I read the AR table on propulsion systems and from that table I gathered that the fusion Orion designs are pretty formidable independent transfer systems.
Yeah, but the fusion ones use significant amounts of handwaving (like how to make the bombs small enough or fully-fusion for example). The difference between that and pulling numbers from your ass is very very thin.
Someone screwing the guidance of the systems in the ground control centers equals lots of dead people or a completely stranded ship if there's a systems failure, right?
They are pretty slow to change course until they are in the final run (under the control of the client's ship), so unless your saboteurs can keep screwed the (multiple) control centers for 4-5 months, the ship is safe.
Anyway, if you want to make it SAFE, you can. It's not horribly difficult to do even now.
If you program them to just receive the coordinates of their client from the ground control ONCE and allow them to home in by
automated celestial navigation, which is impossible to jam, then for the final approach (to slam on the pusher plate with a decent accuracy) they home on a beacon on the ship they have to push.
If they are not designed to take any more orders than the first coordinates, and assuming none screwes up the spacecraft's homing beacon (jamming it is not really practical unless you are also onboard), it is completely safe.

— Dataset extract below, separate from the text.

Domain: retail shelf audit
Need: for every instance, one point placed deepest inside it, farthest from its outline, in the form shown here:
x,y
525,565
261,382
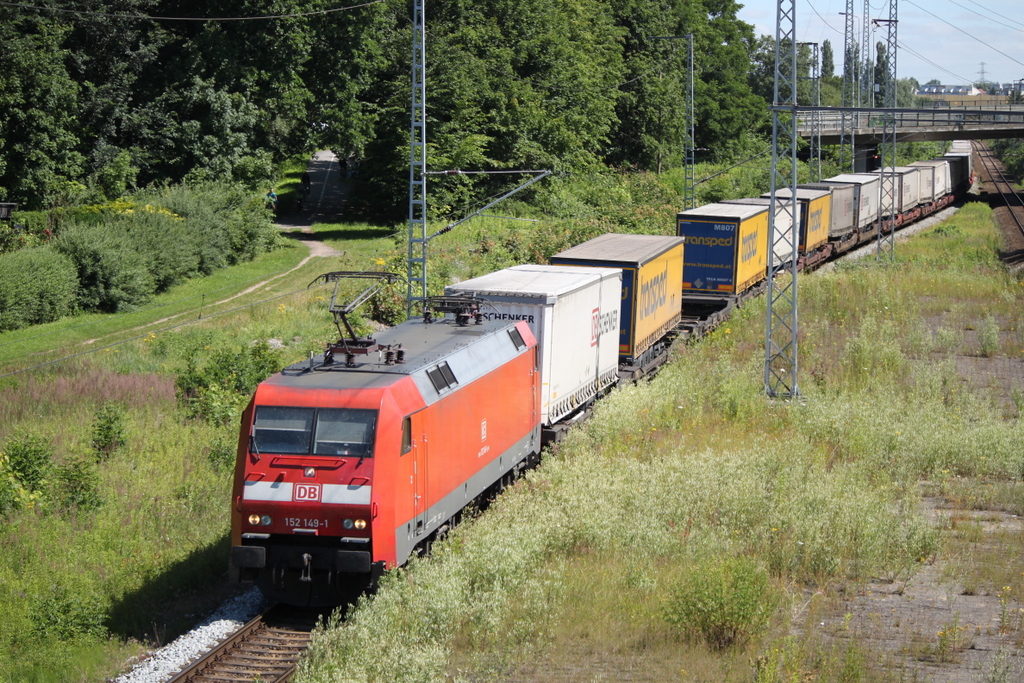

But this way you lose lots of the flexibility of the system, like the ability to reuse the unused bots, or clear the way from something.
What if they aren't jammed but actually hijacked? I presume them to be fully automatic and ground-controlled, right?
As above. To go anywhere the hiijacker has to keep control over them for multiple months. Any half-decent government can retake control of the facility in less than a week. Assuming they don't have a bit of redundancy and just shut the captured station down.
It's like trying to steal a oil tanker.
Flying fusion reactor plants also work, if they can offer the necessary transit speeds.
If you miss the inherent stupidity of converting power from a fusion generator to electrical (60% efficiency) and then from electrical to plasma again in a VASIMR-like engine (80-85% efficiency), and ignore the levels of wasted heat you have to get rid by doing this, I think I understand more physics than you.
Besides, kinetic impactors offer any level of performance you want, since adding more "fuel" does not add to the ship's mass nor require idiotic amounts of power generation systems.
Let's say we get an ungodly huge solar power collector and an array of gridded electrostatic ion thrusters, the most efficient ion engine type as of now. How massive should the ship be for that to work?
By using AR's stats for an ion engine (210 km/s Ve and 10'000 newtons of thrust, mass of 400 tons, requires 800 freaking megawatts), and a vessel massing 1000 tons you'd have a murderously high acceleration of a=F/m = 0.01 m/s.
To reach a speed of 50 km/s (which is the very low-end of high-speed transit) you must keep thrusting for 5000000 seconds or around 60 days. Then you have to slow down in another 60 days.
Assuming that a course like that is feasible at all.